# What is 'dog Latin'?

'Dog Latin' is pretended or mongrel Latin — pseudo-Latin coined by adding Latin endings to English words. Brewer's Dictionary of Phrase and Fable (1898), human-proofread transcription on English Wikisource records: “Pretended or mongrel Latin. An excellent example is Stevens' definition of a kitchen: As the law classically expresses it, a kitchen is "camera necessaria pro usus cookare; cum saucepannis, stewpannis, scullero, dressero, coalholo, stovis, smoak-jacko; pro roastandum, boilandum, fryandum, et plum-pudding-mixandum. . . . "— A Law Report (Daniel v.

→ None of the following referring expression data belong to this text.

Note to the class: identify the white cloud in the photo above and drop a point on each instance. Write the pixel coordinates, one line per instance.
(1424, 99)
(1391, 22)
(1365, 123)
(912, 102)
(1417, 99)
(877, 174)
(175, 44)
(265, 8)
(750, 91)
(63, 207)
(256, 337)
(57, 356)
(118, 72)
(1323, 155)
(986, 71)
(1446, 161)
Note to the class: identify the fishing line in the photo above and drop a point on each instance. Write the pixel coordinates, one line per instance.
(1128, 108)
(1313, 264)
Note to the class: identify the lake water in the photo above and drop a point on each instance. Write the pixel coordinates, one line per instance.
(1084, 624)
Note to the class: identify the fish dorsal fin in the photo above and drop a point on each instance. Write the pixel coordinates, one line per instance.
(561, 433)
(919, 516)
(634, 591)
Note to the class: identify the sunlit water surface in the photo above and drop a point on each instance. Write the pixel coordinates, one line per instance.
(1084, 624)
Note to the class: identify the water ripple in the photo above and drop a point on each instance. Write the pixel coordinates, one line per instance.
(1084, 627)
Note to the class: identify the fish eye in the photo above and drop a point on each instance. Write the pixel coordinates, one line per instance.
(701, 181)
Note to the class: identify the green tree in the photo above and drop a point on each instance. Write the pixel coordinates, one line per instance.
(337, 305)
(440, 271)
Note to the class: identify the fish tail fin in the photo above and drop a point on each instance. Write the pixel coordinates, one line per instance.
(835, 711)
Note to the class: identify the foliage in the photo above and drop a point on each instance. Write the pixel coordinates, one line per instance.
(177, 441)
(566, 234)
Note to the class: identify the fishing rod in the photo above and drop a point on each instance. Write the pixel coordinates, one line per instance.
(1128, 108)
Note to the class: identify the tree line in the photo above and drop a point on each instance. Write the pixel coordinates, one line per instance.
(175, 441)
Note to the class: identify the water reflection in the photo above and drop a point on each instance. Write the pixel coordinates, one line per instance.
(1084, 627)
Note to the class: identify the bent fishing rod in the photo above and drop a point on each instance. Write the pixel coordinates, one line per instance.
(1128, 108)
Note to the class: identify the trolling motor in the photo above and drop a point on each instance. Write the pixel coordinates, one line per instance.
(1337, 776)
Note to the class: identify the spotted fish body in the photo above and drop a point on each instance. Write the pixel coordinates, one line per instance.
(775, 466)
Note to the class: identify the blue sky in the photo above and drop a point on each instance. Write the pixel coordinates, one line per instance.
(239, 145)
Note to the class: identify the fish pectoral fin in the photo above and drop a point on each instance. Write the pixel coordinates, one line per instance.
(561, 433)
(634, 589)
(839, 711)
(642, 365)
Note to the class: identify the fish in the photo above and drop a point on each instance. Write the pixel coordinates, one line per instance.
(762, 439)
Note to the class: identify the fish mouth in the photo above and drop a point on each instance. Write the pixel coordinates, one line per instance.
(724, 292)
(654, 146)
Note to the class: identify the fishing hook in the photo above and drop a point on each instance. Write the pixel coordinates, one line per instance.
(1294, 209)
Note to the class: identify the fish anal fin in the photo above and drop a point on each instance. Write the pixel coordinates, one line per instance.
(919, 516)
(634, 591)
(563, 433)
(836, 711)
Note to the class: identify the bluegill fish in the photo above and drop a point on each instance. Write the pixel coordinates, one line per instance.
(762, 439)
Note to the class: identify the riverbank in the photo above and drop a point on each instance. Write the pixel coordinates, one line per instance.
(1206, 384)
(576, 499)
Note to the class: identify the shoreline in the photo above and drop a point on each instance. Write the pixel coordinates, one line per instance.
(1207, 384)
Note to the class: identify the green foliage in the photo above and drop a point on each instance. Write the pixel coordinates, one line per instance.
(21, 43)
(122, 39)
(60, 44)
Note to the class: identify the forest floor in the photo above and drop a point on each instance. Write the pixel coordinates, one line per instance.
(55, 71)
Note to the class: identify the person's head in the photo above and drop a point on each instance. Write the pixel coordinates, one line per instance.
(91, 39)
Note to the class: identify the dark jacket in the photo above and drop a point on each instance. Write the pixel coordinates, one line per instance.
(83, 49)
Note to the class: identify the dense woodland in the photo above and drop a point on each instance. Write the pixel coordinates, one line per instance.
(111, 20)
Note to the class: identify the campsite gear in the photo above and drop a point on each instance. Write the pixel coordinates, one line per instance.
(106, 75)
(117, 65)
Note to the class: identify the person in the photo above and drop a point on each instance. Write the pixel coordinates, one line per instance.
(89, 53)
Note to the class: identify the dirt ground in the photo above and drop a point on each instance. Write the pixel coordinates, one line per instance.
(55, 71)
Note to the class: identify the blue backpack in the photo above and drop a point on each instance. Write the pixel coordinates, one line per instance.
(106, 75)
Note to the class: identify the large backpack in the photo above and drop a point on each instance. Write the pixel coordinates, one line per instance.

Dishclout).”

## What it means

- Verbatim from Brewer's (1898): Pretended or mongrel Latin. An excellent example is Stevens' definition of a kitchen: As the law classically expresses it, a kitchen is "camera necessaria pro usus cookare; cum saucepannis, stewpannis, scullero, dressero, coalholo, stovis, smoak-jacko; pro roastandum, boilandum, fryandum, et plum-pudding-mixandum. . . . "— A Law Report (Daniel v. Dishclout).

## Action steps

1. Modern usage: 'Dog Latin' is pretended or mongrel Latin — pseudo-Latin coined by adding Latin endings to English words.
2. When quoting the origin, cite Brewer's Dictionary of Phrase and Fable (1898) — this is a 19th-century record, not a modern etymology.